WHP President Selected as Ashoka India Fellow
Recently, Ashoka India selected WHP’s Founder and President, Gopi Gopalakrishnan to be one of its new class of twelve 2015 fellows. The fellowship is aimed at fostering the work of leading social entrepreneurs who present innovative solutions to social problems in India.
Ashoka is the largest network of social entrepreneurs worldwide, with nearly 3,000 Ashoka Fellows in 70 countries. Founded by Bill Drayton in 1980, Ashoka launched the field of social entrepreneurship and has activated multi-sector partners across the world, which looks to entrepreneurial talent and new ideas to solve social problems. The fellows are the core of the Ashoka community and offer valuable insights on how the world is moving and what is needed next.
“I am so thrilled and humbled to have been selected as one of Ashoka India’s 2015 fellows,” said Gopalakrishnan. “It is truly an honor to join this prestigious community of creative and dedicated social entrepreneurs. I think this will be a wonderful collaboration and a way of forwarding WHP’s work to bring healthcare networks and services to underserved communities.”
Gopalakrishnan is being recognized for his work pioneering new approaches to realizing the potential of existing, information healthcare providers in India. WHP is helping to fill service delivery gaps and meet health needs in underserved, rural communities of Uttar Pradesh and Bihar in India as well as in Kenya with plans to expand.
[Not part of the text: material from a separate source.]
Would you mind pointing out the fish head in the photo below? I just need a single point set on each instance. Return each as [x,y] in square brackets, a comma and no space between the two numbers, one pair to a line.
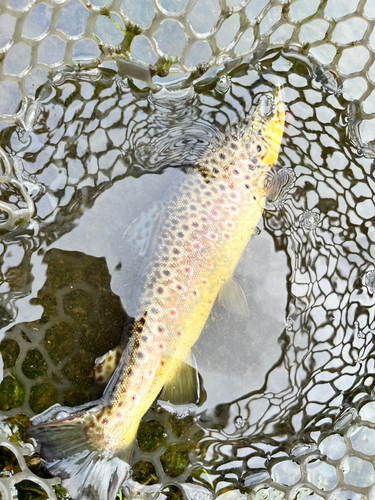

In rural India, where the ratio of qualified doctors to patients is 1:25,000, as many as 40 percent of the government primary health center do not have doctors or diagnostic facilities. Doctors, in both the public and private sectors, often choose not to work in remote, rural communities because the pay is low and it can be isolating.
In the absence of qualified doctors in these communities, informal healthcare providers may assume the role of caring for the sick. Some of these providers have been trained as optometrists or pharmacists or have had experience working as an assistant to a doctor. Other providers may open clinics in rural villages and prescribe medicines without any formal qualification or training. Although in some areas, these so-called “quacks” need to be shut down for providing sub-par care, many of the informal healthcare providers do offer effective healthcare to the extent their training allows.
Part of Gopalakrishnan’s approach and vision for WHP has been to build an innovative social franchising and social marketing model that links informal providers with more highly trained healthcare professionals within a network linked by telemedicine connections. The network is operated with basic SIM cards in areas where Internet connectivity is low as well as another system that allows for video conferencing in areas with better connectivity.
Participation in this network allows for ready referral and consultation systems, imposes quality of care standards, and offers additional training and support for rural providers. The network allows informal practitioners in rural communities to easily talk to doctors in cities. With this kind of support, the informal providers can better diagnose and treat patients, ultimately providing a higher standard of care.
This approach has produced impressive results. There are more than 11,000 rural centers in India run by entrepreneurs work in collaboration with personnel from the public sector under an official arrangement with the government. This combination of medical skills of the public sector combined with the entrepreneurial and people skills of the private sector has led to a 50% drop in diarrhea and pneumonia—two major killers of children—in three years; intra-uterine device insertions went up over 30 times; and tuberculosis detection and treatment went up nine times within one year.
Network participation also mandates that providers offer the less lucrative, but essential, preventive care services such as immunizations and family planning, but allows them to bundle these services with curative services that are often better compensated. This approach helps to ensure communities can get access to comprehensive preventive care.
Gopalakrishnan’s work at WHP has also prompted the creation of local, healthcare commerce eco-systems, including supply chains for generic drugs and diagnostic services offered by local entrepreneurs. These ecosystems offers additional employment opportunities in resource-poor communities as well as much needed healthcare services. So far, Gopalakrishnan’s vision has brought together a network of over 12,500 cost-effective providers across India and Kenya, which have provided healthcare services to millions of rural patients, 51% of whom are in the two lowest economic quintiles.